Major industry concerns revolve around stock assessments that indicate that the Pacific halibut stock has continuously declined from the late 1990s to around 2010. That trend is estimated to have been a result of decreasing size at age, as well as recent recruitment strengths that are much smaller than those observed through the 1980s and 1990s. Those engaged in groundfish fisheries, where there has been substantial halibut bycatch, say they are continuing research on gear less likely to retain halibut, as well as avoiding areas of large numbers of halibut. But others, who harvest in the directed halibut fisheries, are concerned that the IPHC could substantially reduce the allowable harvest in directed halibut fisheries for reasons of sustainability, because of the numbers of halibut caught as bycatch.
So far only a schedule of sessions has been posted online, at http://www.iphc.int/meetings/2015am/AM15ScheduleofSessions_v1.pdfbut IPHC executive director Bruce Leaman says that he expects a detailed agenda will be posted by the end of this week.

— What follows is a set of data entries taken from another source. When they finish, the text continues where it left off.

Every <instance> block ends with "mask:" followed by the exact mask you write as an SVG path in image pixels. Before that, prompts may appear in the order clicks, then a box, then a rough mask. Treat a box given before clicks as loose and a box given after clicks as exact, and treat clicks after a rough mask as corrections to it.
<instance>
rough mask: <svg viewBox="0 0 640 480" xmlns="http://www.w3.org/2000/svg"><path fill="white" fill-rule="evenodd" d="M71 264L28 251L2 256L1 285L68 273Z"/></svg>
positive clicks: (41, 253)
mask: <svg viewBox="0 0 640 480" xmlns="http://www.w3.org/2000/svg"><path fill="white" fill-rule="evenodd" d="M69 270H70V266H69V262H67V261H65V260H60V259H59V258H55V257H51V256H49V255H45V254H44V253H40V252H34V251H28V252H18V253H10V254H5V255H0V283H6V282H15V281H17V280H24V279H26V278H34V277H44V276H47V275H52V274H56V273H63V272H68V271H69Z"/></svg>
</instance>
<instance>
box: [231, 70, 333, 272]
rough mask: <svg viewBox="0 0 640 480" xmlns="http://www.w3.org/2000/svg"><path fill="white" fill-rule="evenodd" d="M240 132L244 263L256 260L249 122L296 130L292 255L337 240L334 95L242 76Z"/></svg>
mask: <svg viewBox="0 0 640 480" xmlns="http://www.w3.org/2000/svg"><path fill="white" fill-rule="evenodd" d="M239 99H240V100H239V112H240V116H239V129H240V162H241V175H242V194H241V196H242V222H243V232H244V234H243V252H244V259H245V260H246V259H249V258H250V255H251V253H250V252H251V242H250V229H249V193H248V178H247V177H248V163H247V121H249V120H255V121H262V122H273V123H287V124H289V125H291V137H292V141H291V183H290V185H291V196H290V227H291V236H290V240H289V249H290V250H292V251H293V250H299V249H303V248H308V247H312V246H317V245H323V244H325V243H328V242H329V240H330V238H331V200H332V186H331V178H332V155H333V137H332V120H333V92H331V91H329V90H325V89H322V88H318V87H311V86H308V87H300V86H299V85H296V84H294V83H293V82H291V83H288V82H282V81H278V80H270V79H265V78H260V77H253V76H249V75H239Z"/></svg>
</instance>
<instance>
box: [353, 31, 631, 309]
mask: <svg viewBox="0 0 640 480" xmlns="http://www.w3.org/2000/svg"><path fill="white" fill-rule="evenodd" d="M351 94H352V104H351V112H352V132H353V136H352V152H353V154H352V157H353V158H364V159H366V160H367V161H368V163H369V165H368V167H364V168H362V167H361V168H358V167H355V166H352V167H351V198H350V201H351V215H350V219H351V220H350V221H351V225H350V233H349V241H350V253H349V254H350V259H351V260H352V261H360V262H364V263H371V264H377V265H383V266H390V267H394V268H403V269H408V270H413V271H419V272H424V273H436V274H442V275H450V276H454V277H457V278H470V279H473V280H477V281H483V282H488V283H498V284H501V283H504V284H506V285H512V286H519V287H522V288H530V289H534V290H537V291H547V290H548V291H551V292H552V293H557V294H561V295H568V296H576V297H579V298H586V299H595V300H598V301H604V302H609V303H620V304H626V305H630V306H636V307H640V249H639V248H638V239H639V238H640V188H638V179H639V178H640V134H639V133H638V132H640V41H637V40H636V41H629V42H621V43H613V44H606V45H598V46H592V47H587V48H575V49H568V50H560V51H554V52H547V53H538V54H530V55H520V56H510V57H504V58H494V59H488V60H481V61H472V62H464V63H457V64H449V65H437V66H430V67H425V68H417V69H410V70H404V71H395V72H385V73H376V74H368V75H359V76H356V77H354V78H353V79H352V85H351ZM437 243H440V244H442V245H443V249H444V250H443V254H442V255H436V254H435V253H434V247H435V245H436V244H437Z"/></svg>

The meeting itself generally draws 150 to 200 people, and all public sessions and administrative sessions will be webcast.
Part of the heightened interest in this session, said Leaman, is because following this meeting the IPHC will be meeting with members of the North Pacific Fishery Management Council in Seattle in early February to achieve a better level of dialogue between the two entities.
The IPHC, established back in 1923, sets allowable catch limits on halibut based on stock assessments, while the NPFMC is responsible for setting limits of how much halibut can be caught incidentally to commercial fisheries.
IPHC staff will update the website on a regular basis with new information related to the meeting agenda and reports, webcast information and presentations, as the meeting date approaches.